Undiscovered after ten weeks in hiding, Utinsky ventured out and sought help from the priests at Malate Convent. Through various contacts, she obtained false papers, creating the identity of Rena Utinsky, a Lithuanian nurse—as Lithuania was a nonbelligerent country under armed occupation by Nazi Germany. She secured a position with the Filipino Red Cross as a nurse, and went to Bataan to search for her husband.

She was shocked by the state of the survivors of the Bataan Death March. She resolved to do all she could to help the POWs that survived. Beginning with small actions, she soon built a clandestine resistance network that provided food, money, and medicine such as quinine to the thousands of POWs at Camp O’Donnell, and later at the Cabanatuan prison camp. After she learned that her husband had died in the prison camp, she redoubled her efforts to save as many men as possible.[4] Her code name was “Miss U,” which also became the title of her 1948 book about her World War II exploits.

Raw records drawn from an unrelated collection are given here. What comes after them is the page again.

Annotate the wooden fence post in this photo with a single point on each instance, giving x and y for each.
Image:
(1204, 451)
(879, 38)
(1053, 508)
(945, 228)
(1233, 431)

Suspected of helping prisoners, the Japanese arrested her, held her at Fort Santiago prison, and tortured her for 32 days. When confronted with passenger log of the Washington listing her name, she insisted she had lied so she could work as a nurse.She was beaten daily, hung with her arms tied behind her back, and sexually assaulted. During one night five Filipinos were beheaded in front of her cell. On another night, an American soldier was tied to her cell gate and beaten to death. His flesh lodged in her hair. She was then confined to a dungeon for four days without food or water. She never revealed her true identity and was released after signing a statement attesting to her good treatment.]

She spent six weeks recovering from injuries at a Manila hospital. The doctors wanted to amputate her gangrenous leg, but she refused. The hospital was full of Japanese spies, and she was afraid she would reveal secrets while under anesthesia. She directed the surgeons to remove the gangrenous flesh without anesthesia. She left the hospital before fully recovered and escaped to Bataan Peninsula, where she served as a nurse with the Philippine Commonwealth troops and the Recognized Guerrilla forces, moving from camp to camp in the mountains until liberation in February 1945.

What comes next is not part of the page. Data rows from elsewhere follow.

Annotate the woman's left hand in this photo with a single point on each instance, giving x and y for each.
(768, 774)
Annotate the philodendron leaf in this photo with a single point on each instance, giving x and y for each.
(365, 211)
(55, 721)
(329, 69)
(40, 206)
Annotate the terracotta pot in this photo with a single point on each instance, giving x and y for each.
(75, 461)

When the combined American and Philippine Commonwealth troops re-entered the Philippines, Utinsky was taken through the Japanese lines by the local people to the American lines. She had lost 45 pounds, 35 percent of her pre-war weight, and an inch in height. Her auburn hair had turned white and she looked like she had aged 25 years. Yet, within a few days, she wrote from memory a 30-page report listing the names of soldiers she knew had been tortured, the names of their torturers, and the names of collaborators and spies. She was attached to the U.S. Army Counter Intelligence Corps, and later was flown to meet the 511 survivors, out of 9000 original prisoners, who were rescued from the Cabanatuan POW camp.

In 1946, Utinsky was awarded the Medal of Freedom for her actions.